All day long, Quin Bailey had been waiting for the storm to hit, calling in ambulance crews to be at the ready in the downtown Tuscaloosa, Ala., emergency medical company where he serves as a dispatcher and driver.

It was busy work, so he hardly noticed the dark clouds bearing down until he glanced out the window sometime after 3 p.m. and saw debris flying everywhere.

“Usually tornadoes go north of the river or south of Skyland Boulevard, but this is the first time we’ve had one drive right through the center of the city,” the 26-year-old said.

After 30 minutes huddled in the safe haven of the bathroom, Bailey and a colleague headed out in one of NorthStar EMS’s ambulance vans — white with an orange stripe — in response to calls several miles away on Interstate 359.

A couple of miles of empty highway suddenly gave way to a scene of pure chaos. Cars were strewed everywhere — flipped onto their roofs, tossed in ditches, dropped up the hillside. Buildings looked like they had been sliced through by a can opener, their siding flung all over the four lanes of highway. A long length of uprooted chain-link fencing blocked two lanes like a coil of barbed wire.

A dazed UPS driver was one of the first people Bailey saw.

“He had gotten to an underpass just in time and got out of his vehicle,” Bailey said. “His truck was picked up and then dropped all the way on the other side of the interstate.”

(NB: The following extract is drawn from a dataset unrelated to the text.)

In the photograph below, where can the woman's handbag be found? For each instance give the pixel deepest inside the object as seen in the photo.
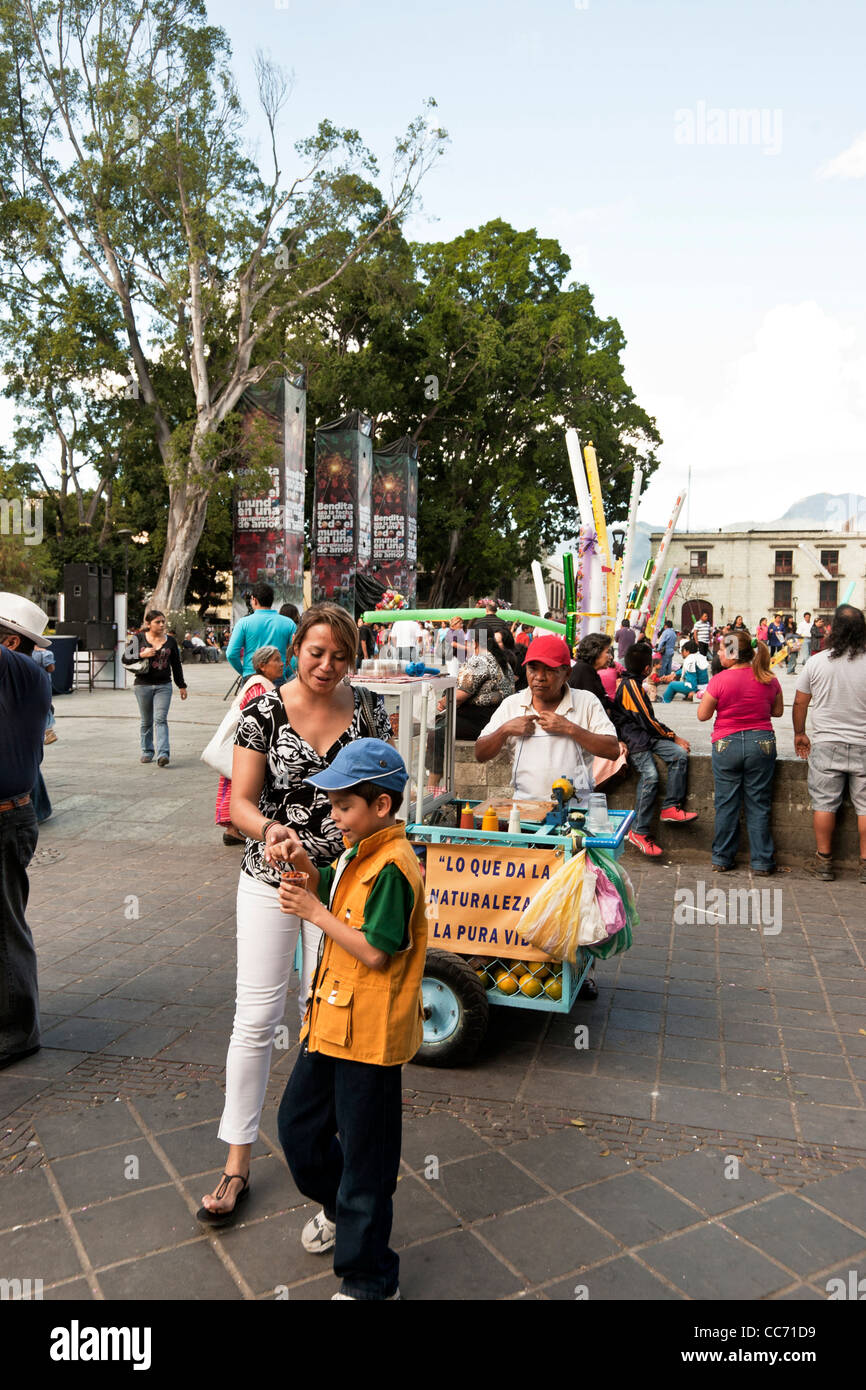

Tornadoes are common enough in Tuscaloosa that people know what to do when the tornado siren sounds. Many of them had huddled beneath the underpass as the tornado roared by, and now they emerged, lucid, for the most part, but injured.

Packing three at a time into the ambulance, Bailey and his partner raced down the wrong side of the highway to evade the chain-link coil and began to make the first of several trips to DCH Regional Medical Center.

“The hospital was organized chaos,” he said. “There were beds in the hallways, nurses and doctors everywhere. We would just get the patient off the stretcher and onto a gurney, give a brief report, grab fresh linens and head out again.”

With the I-359 mayhem under control, Bailey’s ambulance roared off to the Alberta City neighborhood.

“It looked like a bomb went off,” Bailey said. “Normally when you go over the bridge, you see churches and businesses and people’s homes. There was nothing.”

Downed power lines formed deadly spider webs of wires, and debris everywhere made it slow going, so finally they simply turned into a parking lot and waited.

“The sounds of the siren and the flashing lights brought people to us,” he said. “There was elderly. There was young. They brought somebody up who they said a house had collapsed on him. The ones that were too badly injured to walk were carried up on pieces of wood or doors.”

The hospital was rapidly filling to the point of overflowing, and as night began to fall, they were told to head to nearby Holt, another hard-hit community.

On their way, they sped past Bailey’s house just behind the Midtown Village shopping center to find it sagging under the weight of two fallen trees.

“I just said, ‘Oh, man, there’s my house,’ ” he said.

The tornado’s fat footprint passed within a hundred yards of his doorstep, squashing everything in its path.

“I got off lucky, I guess,” he said.

By now, the streets were becoming clogged with cars. With phone lines and cellphone towers downed or out of commission, people rushed about to check on friends and property.

The sheriff had established a triage center in the gym at Holt Elementary School, where doctors dispatched the most seriously injured into Bailey’s ambulance.

Many suffered head injuries or broken bones, but all of the two dozen patients he carried to the hospital between late afternoon and midnight were conscious and, for the most part, lucid.

“I didn’t run into any of the dead or anyone who had lost somebody,” Bailey said. “We were prepared for this, but we’ve just never had one come right through the middle of the city before.”